Лицо Ефима побагровело, ключи в руках тяжело хрустнули, я думал — он ударит меня.
«Сволочь ты… Сволочь!» — сказал он и быстро ушел.
………………………………………………………………
Господин сукин сын! Я не доставлю вам удовольствия… На то есть параша. А жить, клянусь, страсть как хочется! Всю Россию со всеми замечательными потрохами, отца и мать отдал бы за продление жизни.
………………………………………………………………
Записываю почти в темноте. К «глазку» подбегал кто-то из уголовных. Сообщил: в 10 верст. — Махно! Уголовн. говорят: придет Махно — первым делом «распустит» тюрьму. Ура! Неужели…
…В комнате было еще светло, но темь застлала глаза Нюточки. Так вот кто он… военрук, Полтора—Героя?
Что делать? Сказать ему, что прочла? Порвать самой, сжечь?…
Еле преодолевая охвативший ее страх, Нюточка еще раз перечла густо исписанные листки. Уничтожить их, сжечь эти записи — и ничто уже не будет угрожать их безумному составителю: Нюточка хорошо знала, что ожидает военрука Стародубского, если эти листки станут кому-нибудь известны.
Крепко зажав их в руке, она стояла у стола, боясь шелохнуться.
«Расстреляют его, расстреляют…» — мысленно повторяла она, и все казалось, что это суровое, безжалостное слово вырвалось вдруг из притаившегося строя других — обличительных, бродит теперь и тычется во все углы этой комнаты, с каждой секундой размножается, ползет, свисает, наполняет нею комнату мертвым запахом смерти.
— Барышня!… — вдруг кто-то вполголоса окликнул ее.
— Ай! — невольно вскрикнула Нюточка и бросилась к двери.
— Извиняюсь, это я — извозчик. Я хотел только что-то сказать…

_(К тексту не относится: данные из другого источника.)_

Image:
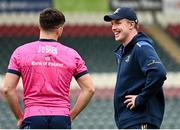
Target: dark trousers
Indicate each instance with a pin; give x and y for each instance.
(46, 122)
(143, 126)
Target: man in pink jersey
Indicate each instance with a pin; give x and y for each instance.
(47, 68)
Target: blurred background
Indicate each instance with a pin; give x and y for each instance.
(86, 32)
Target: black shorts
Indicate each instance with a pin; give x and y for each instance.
(143, 126)
(46, 122)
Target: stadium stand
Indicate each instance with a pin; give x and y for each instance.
(94, 40)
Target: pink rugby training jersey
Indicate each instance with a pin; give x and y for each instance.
(46, 68)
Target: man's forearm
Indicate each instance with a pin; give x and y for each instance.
(13, 102)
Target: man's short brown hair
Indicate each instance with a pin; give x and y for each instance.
(51, 19)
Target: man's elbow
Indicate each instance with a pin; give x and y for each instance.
(7, 90)
(162, 74)
(91, 90)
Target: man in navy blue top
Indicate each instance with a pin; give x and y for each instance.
(138, 97)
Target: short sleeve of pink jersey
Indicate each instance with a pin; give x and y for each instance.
(13, 66)
(81, 68)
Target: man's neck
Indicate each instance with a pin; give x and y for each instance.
(48, 35)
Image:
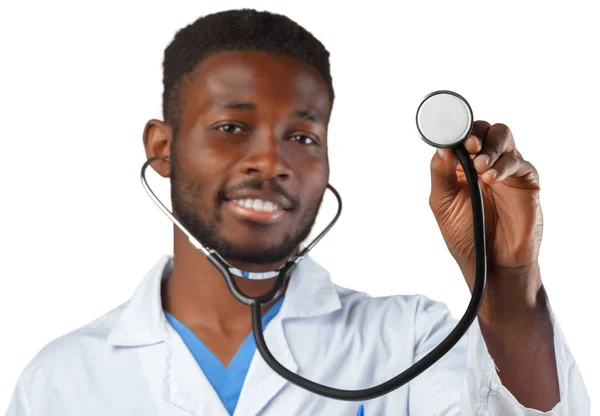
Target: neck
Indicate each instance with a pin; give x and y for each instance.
(197, 293)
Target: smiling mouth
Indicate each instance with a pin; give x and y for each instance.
(256, 210)
(257, 204)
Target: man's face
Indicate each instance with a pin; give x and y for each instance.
(249, 165)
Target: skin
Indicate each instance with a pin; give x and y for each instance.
(220, 151)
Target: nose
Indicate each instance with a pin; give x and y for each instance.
(264, 158)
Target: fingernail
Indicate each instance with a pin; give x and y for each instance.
(492, 172)
(485, 159)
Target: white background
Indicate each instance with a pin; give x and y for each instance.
(79, 81)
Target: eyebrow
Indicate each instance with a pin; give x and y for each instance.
(310, 115)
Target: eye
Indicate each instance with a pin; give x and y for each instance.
(303, 139)
(228, 128)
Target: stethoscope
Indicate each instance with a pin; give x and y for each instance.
(444, 119)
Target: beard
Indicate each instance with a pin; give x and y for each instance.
(189, 204)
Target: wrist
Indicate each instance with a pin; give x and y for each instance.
(514, 297)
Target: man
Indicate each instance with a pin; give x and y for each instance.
(247, 99)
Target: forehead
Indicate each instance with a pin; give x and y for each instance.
(265, 79)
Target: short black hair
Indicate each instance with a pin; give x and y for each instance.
(242, 29)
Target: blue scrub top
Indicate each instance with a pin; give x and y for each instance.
(227, 381)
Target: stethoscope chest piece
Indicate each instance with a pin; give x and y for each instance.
(444, 119)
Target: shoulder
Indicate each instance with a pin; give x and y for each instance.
(418, 312)
(408, 305)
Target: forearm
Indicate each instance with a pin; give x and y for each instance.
(519, 337)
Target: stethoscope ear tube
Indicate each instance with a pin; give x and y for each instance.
(434, 355)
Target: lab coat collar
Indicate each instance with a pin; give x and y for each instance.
(142, 321)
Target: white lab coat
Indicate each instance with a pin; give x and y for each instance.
(131, 361)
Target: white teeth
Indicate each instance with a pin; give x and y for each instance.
(258, 204)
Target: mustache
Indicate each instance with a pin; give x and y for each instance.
(258, 185)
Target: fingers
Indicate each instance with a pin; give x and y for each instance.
(511, 166)
(487, 143)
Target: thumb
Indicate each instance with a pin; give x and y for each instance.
(444, 180)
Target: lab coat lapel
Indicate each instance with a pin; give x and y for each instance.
(168, 365)
(185, 385)
(262, 383)
(310, 293)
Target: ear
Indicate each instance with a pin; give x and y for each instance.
(157, 142)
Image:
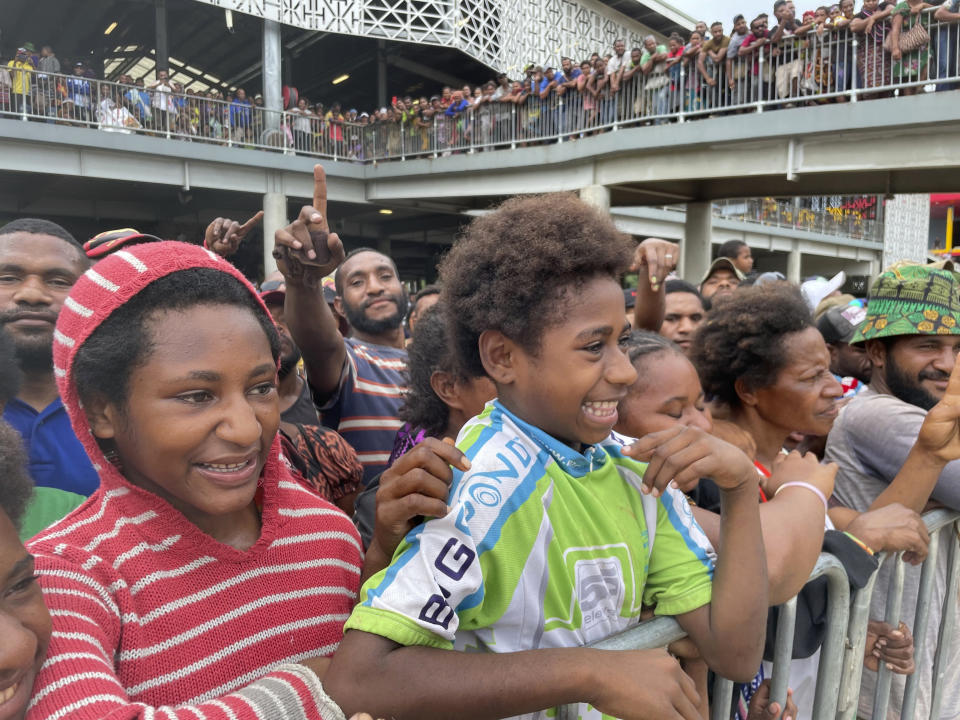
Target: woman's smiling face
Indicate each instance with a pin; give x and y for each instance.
(201, 411)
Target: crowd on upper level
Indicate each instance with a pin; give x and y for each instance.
(827, 54)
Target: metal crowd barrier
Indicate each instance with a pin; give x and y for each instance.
(842, 653)
(833, 65)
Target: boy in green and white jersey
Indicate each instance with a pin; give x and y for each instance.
(555, 535)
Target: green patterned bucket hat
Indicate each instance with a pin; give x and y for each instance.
(912, 300)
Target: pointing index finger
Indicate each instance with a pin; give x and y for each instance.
(952, 394)
(251, 222)
(320, 194)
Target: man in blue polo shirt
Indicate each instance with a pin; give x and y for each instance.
(358, 382)
(39, 263)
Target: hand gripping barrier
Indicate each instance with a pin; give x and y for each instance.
(841, 655)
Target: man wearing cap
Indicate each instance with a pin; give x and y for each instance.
(896, 442)
(849, 364)
(40, 262)
(722, 280)
(20, 71)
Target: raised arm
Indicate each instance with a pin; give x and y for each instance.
(791, 523)
(730, 629)
(306, 252)
(653, 260)
(930, 467)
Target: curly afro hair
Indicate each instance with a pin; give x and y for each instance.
(517, 269)
(16, 487)
(744, 337)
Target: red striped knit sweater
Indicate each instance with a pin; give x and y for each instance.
(153, 618)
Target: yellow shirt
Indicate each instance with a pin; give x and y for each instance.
(21, 79)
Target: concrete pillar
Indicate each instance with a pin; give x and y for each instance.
(596, 195)
(160, 23)
(381, 73)
(793, 263)
(272, 81)
(696, 250)
(274, 218)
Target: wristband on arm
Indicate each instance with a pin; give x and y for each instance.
(812, 488)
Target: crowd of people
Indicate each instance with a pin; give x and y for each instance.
(817, 56)
(323, 496)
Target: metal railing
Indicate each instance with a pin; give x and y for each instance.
(827, 65)
(842, 652)
(858, 217)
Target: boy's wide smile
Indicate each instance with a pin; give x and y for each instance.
(571, 385)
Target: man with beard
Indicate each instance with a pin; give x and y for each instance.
(358, 382)
(39, 263)
(721, 281)
(898, 442)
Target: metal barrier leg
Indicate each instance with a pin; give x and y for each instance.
(921, 621)
(783, 652)
(853, 656)
(881, 698)
(832, 651)
(948, 621)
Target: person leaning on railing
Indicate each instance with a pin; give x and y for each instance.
(898, 442)
(909, 44)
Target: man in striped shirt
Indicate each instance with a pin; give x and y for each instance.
(357, 382)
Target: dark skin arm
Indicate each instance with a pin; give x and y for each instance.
(504, 684)
(312, 325)
(223, 236)
(653, 260)
(730, 630)
(791, 522)
(414, 487)
(937, 444)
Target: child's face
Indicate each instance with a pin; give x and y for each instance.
(571, 387)
(667, 393)
(24, 621)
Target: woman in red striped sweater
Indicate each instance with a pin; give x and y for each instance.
(200, 580)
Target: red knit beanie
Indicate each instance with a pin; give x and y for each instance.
(97, 294)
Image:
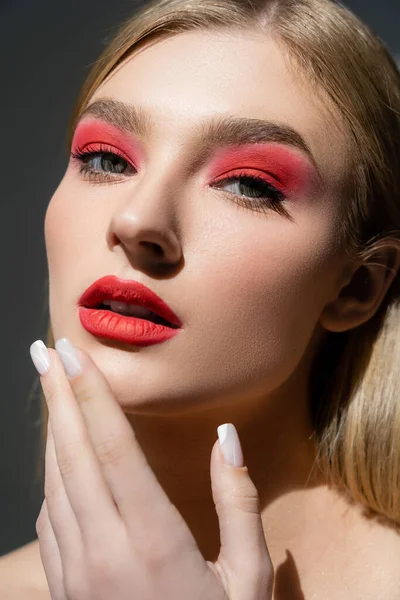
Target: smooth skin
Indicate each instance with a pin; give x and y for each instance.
(108, 530)
(256, 292)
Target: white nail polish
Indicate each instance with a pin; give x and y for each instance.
(40, 356)
(69, 358)
(230, 444)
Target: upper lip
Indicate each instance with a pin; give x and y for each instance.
(111, 287)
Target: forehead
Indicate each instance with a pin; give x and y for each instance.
(185, 79)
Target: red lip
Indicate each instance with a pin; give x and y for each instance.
(128, 329)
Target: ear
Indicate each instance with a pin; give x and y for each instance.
(359, 299)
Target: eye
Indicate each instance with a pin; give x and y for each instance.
(253, 192)
(101, 163)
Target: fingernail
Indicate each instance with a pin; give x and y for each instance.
(69, 357)
(230, 445)
(40, 357)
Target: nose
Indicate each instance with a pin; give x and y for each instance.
(146, 226)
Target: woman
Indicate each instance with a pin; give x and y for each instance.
(241, 161)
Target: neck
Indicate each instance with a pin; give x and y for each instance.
(278, 448)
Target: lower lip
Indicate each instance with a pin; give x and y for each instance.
(130, 330)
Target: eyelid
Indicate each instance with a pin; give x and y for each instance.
(99, 148)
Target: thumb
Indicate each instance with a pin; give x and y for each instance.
(243, 565)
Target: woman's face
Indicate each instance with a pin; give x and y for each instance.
(249, 282)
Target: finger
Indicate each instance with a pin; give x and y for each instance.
(244, 558)
(50, 554)
(133, 485)
(86, 489)
(62, 518)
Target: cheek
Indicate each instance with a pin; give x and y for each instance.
(264, 293)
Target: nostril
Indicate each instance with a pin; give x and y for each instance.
(155, 248)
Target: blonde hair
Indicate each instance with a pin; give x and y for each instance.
(354, 383)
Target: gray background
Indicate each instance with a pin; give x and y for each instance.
(46, 49)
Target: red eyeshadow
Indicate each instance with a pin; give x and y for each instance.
(285, 168)
(94, 131)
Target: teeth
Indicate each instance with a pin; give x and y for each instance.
(129, 309)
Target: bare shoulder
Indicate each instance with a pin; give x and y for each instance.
(22, 575)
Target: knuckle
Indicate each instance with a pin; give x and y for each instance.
(112, 448)
(67, 457)
(246, 498)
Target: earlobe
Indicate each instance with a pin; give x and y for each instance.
(359, 300)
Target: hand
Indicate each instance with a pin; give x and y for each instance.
(106, 529)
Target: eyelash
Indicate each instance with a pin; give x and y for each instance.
(272, 200)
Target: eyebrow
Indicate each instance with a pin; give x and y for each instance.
(215, 132)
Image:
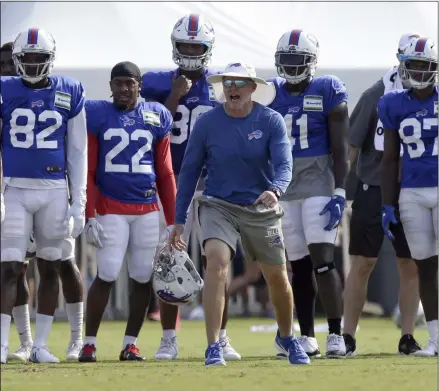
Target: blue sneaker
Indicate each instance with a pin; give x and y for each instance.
(291, 346)
(214, 355)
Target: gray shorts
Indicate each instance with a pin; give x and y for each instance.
(259, 228)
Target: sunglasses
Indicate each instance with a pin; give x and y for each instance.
(236, 83)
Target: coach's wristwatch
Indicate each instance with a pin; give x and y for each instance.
(276, 192)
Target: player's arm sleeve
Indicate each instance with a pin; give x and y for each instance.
(166, 186)
(390, 160)
(280, 153)
(338, 125)
(77, 156)
(93, 148)
(359, 121)
(190, 171)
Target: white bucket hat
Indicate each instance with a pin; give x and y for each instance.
(265, 91)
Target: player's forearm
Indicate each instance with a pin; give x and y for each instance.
(77, 157)
(389, 179)
(352, 156)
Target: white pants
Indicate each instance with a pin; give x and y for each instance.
(40, 211)
(302, 225)
(135, 235)
(418, 211)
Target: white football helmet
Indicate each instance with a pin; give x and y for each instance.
(175, 279)
(418, 63)
(296, 56)
(192, 29)
(36, 42)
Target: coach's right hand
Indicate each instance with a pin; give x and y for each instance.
(2, 202)
(94, 233)
(176, 239)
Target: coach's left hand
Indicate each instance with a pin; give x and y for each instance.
(335, 207)
(77, 212)
(267, 198)
(176, 239)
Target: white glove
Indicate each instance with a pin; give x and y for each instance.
(77, 212)
(3, 211)
(94, 233)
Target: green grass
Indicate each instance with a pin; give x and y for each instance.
(376, 368)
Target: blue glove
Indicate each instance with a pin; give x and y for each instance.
(387, 217)
(335, 207)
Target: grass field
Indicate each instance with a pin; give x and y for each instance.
(376, 368)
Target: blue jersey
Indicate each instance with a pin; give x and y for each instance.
(306, 115)
(416, 123)
(243, 157)
(125, 170)
(35, 124)
(157, 86)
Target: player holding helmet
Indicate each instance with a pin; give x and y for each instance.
(409, 118)
(44, 129)
(129, 161)
(186, 94)
(316, 114)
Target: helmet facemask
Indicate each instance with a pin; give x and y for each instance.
(418, 73)
(33, 66)
(295, 66)
(191, 62)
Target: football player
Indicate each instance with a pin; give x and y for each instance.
(409, 118)
(185, 92)
(129, 161)
(366, 233)
(44, 130)
(315, 111)
(69, 274)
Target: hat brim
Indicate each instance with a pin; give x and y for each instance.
(264, 94)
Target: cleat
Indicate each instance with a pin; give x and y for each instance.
(73, 351)
(291, 348)
(229, 353)
(408, 345)
(42, 356)
(214, 355)
(168, 349)
(429, 351)
(87, 353)
(335, 346)
(131, 353)
(4, 354)
(351, 345)
(21, 354)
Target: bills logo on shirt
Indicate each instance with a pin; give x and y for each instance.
(62, 100)
(312, 103)
(151, 118)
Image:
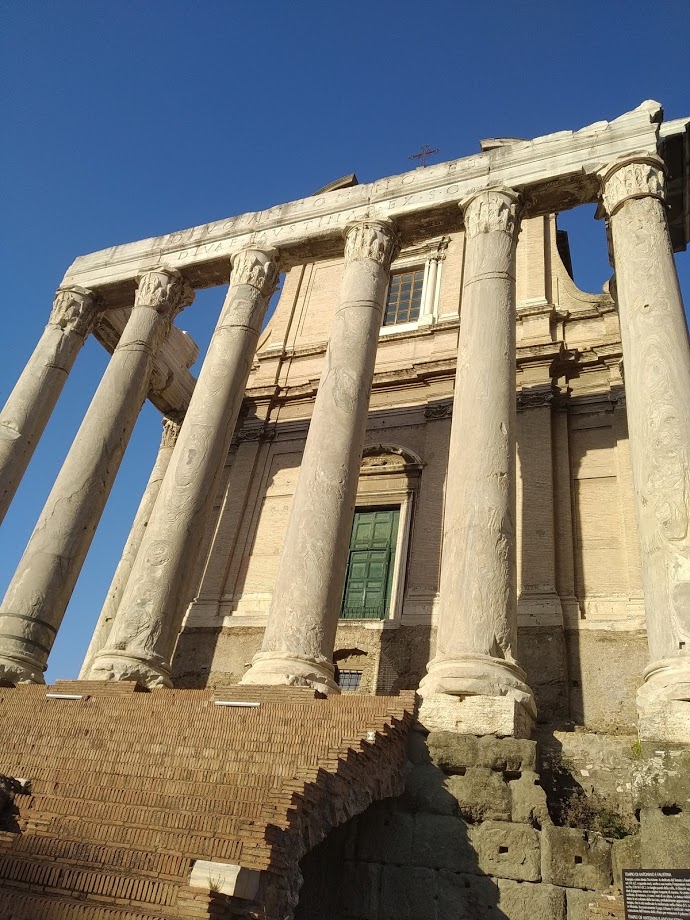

Нюточка обернулась и посмотрела на говорившего: у окна стоял Давид Сендер. Она знала его, как и все в городе.
— Барышня, — сказал Давид Сендер, — у меня есть маленькое дело до товарища военрука. Можно мне его увидеть?
— Нет… нет… Он уехал по служебным делам. В уезд отправился. Передать ему что-нибудь?
— Придется передать. А что мне остается делать?! — словно сам себе ответил Сендер.
Он внимательно посмотрел на Нюточку, потом — в обе
стороны вдоль улицы и жестом подозвал к себе девушку.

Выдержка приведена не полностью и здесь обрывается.